It was bound to happen, and it finally happened: On Sunday, a drone attack on an American base in Jordan, near the Syrian border, claimed the lives of three US soldiers, injuring 34 others. The attack punctuated three and a half months of asymmetric warfare between US forces and Iran-linked militant groups; since Oct. 7, there have been more than 150 attacks on American outposts across the Middle East in response to US support for Israel.
Responsibility for the attack was claimed by the Islamic Resistance in Iraq, a term used to identify a constellation of Iranian-backed militias that have fought against Coalition forces in the country. “As we said before,” the group said in a statement, “if the US keeps supporting Israel, there will be escalations.”
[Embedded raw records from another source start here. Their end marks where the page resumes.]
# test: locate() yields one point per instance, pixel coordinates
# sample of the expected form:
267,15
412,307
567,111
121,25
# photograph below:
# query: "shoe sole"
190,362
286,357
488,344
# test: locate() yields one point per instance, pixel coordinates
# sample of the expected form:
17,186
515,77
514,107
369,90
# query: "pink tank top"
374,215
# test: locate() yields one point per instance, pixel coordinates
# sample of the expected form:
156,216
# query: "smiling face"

The latest attack marks a major upsurge in what was already a low-intensity regional war between Israel and the United States on one side, and an informal anti-Israeli and anti-Western coalition led by Iran, commonly referred to as the Axis of Resistance, on the other. The latter includes Hamas, Lebanon’s Hezbollah, the Syrian government (and various Shiite militias operating in the country), the Houthi movement in Yemen, called Ansar Allah, and Shiite militias in Iraq. They all subscribe to an anti-Western and anti-Zionist agenda, with a particular emphasis on the Palestinian cause.
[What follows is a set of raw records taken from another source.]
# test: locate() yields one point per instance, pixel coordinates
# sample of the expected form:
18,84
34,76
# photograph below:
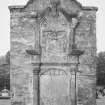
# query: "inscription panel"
54,45
54,88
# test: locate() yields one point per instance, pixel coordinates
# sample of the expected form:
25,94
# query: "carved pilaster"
36,87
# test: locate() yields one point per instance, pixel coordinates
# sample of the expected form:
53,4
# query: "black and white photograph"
52,52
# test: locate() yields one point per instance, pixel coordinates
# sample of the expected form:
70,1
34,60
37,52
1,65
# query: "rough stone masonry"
43,33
Since Oct. 7, attacks and counterattacks have been taking place across the region—in Iraq, Syria, Lebanon, and Yemen—with Washington even launching a war-in-all-but-name against the Houthis in response to the latter’s blockade of the Red Sea shipping route. Several analysts have been warning about the risk of this conflict escalating into an all-out war; Sunday’s attack in Jordan brings this doomsday scenario one step closer.